Course Introduction

Canhong Wen

Course Description

  • This course covers aspects of numerical analysis for statisticians and data scientists (including matrix inversion, function optimization, cross validation, and bootstrap) with an emphasis on implementing these methods in R and Python.
  • Important language specific tools and computation strategies such as vectorization, code profiling, and data visualization will also be covered.
  • Class examples, homework, and projects will be completed in R or Python using Rmarkdown or Jupyter notebooks.

rpython

Learning Outcomes

By the end of this course students will be able to do:

  • Understand common data structures in R and Python (vectors, matrices, arrays, lists, dataframes) and their various strengths and weaknesses.
  • Design and implement simulation studies in R and Python.
  • Produce reproducible research reports in clear, well–documented R and Python code
  • Learn how to deal with data in R and Python, including: importing, preprossing, ploting data, and perform basic statistical inference such as linear regression and hypothesis testing
  • Learn some basic statistical algorithms such as Newton algorithm for optimization, bootstrap, cross validation.
  • Package your own R package or Python module.

Textbooks

There is no required textbook for this course. Lectures will be based on material from the following sources.

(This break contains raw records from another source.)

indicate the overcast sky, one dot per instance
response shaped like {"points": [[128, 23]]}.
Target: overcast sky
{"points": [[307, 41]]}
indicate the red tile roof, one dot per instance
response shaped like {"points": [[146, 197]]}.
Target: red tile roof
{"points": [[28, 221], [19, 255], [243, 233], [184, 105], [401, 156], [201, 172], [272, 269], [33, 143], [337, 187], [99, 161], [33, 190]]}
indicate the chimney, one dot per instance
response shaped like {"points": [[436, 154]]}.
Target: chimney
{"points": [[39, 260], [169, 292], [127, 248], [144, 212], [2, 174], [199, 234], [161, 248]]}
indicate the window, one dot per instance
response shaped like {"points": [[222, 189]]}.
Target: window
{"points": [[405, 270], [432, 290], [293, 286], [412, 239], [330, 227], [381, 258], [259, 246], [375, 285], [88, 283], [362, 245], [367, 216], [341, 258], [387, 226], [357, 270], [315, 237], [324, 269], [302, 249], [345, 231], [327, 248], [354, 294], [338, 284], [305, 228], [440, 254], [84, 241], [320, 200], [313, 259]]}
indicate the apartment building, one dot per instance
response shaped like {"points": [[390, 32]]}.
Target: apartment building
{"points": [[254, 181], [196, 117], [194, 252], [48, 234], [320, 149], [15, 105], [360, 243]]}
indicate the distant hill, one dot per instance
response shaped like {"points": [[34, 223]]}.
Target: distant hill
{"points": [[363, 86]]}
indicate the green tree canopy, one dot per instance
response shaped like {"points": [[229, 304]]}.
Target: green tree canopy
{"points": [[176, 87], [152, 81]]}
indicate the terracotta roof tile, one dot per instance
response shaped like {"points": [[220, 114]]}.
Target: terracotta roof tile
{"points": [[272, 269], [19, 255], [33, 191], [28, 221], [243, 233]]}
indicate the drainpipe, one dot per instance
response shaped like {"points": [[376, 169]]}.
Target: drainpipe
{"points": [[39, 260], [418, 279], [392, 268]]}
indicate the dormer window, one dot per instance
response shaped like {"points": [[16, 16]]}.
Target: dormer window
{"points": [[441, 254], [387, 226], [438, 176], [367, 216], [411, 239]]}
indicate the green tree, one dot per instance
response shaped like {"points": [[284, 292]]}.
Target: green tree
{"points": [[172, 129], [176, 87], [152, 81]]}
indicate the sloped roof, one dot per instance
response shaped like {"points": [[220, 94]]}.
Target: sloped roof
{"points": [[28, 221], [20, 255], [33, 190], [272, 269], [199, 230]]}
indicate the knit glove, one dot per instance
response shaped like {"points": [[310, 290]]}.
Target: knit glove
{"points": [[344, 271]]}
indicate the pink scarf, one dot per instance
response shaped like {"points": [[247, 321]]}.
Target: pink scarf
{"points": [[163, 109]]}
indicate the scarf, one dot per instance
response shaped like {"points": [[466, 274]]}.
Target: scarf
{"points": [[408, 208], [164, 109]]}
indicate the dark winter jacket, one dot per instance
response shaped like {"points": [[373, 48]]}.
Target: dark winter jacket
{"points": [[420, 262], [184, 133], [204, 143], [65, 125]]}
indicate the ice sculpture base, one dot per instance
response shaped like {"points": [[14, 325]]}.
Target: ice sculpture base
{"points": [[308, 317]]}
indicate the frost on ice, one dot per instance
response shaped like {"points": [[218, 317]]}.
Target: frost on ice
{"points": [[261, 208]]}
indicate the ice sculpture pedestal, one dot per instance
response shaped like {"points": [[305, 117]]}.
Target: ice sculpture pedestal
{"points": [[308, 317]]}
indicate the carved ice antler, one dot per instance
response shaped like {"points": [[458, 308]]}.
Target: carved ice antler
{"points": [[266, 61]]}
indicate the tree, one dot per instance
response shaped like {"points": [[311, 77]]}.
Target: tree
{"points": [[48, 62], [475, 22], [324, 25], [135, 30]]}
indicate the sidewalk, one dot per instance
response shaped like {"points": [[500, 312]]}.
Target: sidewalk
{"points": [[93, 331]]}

  1. Geof Givens and Jennifer Hoeting Computational Statistics (Second Edition)
  2. Maria Rizzo, Statisitcal computing with R
  3. Norman Matloff, The Art of R Programming: A Tour of Statistical Software Design
  4. Joseph Adler, R in a Nutshell (Second Edition)
  5. Eric Matthes, Python Crash Course: A Hands-on, Project-based introduction to programming /(中文版)Python编程:从入门到实践
  6. Wes McKinney, Python for Data Analysis: Data Wrangling with Pandas, NumPy, and IPython. /(中文版)利用Python进行数据分析

Other online resourses:

  1. The official intro, An Introduction to R, available online in PDF
  2. Quick-R
  3. Rmarkdown reference and cheatsheet
  4. A byte of Python(英文版) or Python简明教程(中文版)
  5. Computational Statistics in Python

Course Mechanics and Grading(I)

There will be a biweekly in-class lab(optional), homework nearly every one week, a midterm project and a final exam. Grades will be calculated as follows:

  • Homework: 40%
    • You must submit your assignment using Rmarkdown or Jupyter notebooks.
    • Every file you submit should have a file name which includes your first and last name, for example CanhongWen_Hw1.rmd or CanhongWen_Hw1.ipynb, as well as a pdf file CanhongWen_Hw1.pdf or a html file CanhongWen_Hw1.html.
  • Project: 30% (See next slide)
  • Final exam: 30%
    • The final exam is semi-open book access, but absolutely no communicating with other humans.
  • 5 points bonus if you attend a kaggle competition and get a ranking within Top 30%, with an additional 2 points for every 10%.

Course Mechanics and Grading(II)

Project: 30%

  • Two or three students in a group. Write clearly your own contribution.
  • Each group will cooperate on writing code, documenting it, writing a report, and making a presentation on the project (within 10 mins) during the final exam period.
  • The topic of the report / presentation may be
    1. reproduction / extension of a simulation study
    2. development or implementation of a statistical model or computing algorithm
    3. analysis of a data from kaggle or other source.
    4. ...

Get started to R and Python

Why learn R and Python?(I)

Survey of Kagglers finds Python, R to be preferred tools rpython

Why learn R and Python?(II)

The rankings varied according to the job title of the respondent.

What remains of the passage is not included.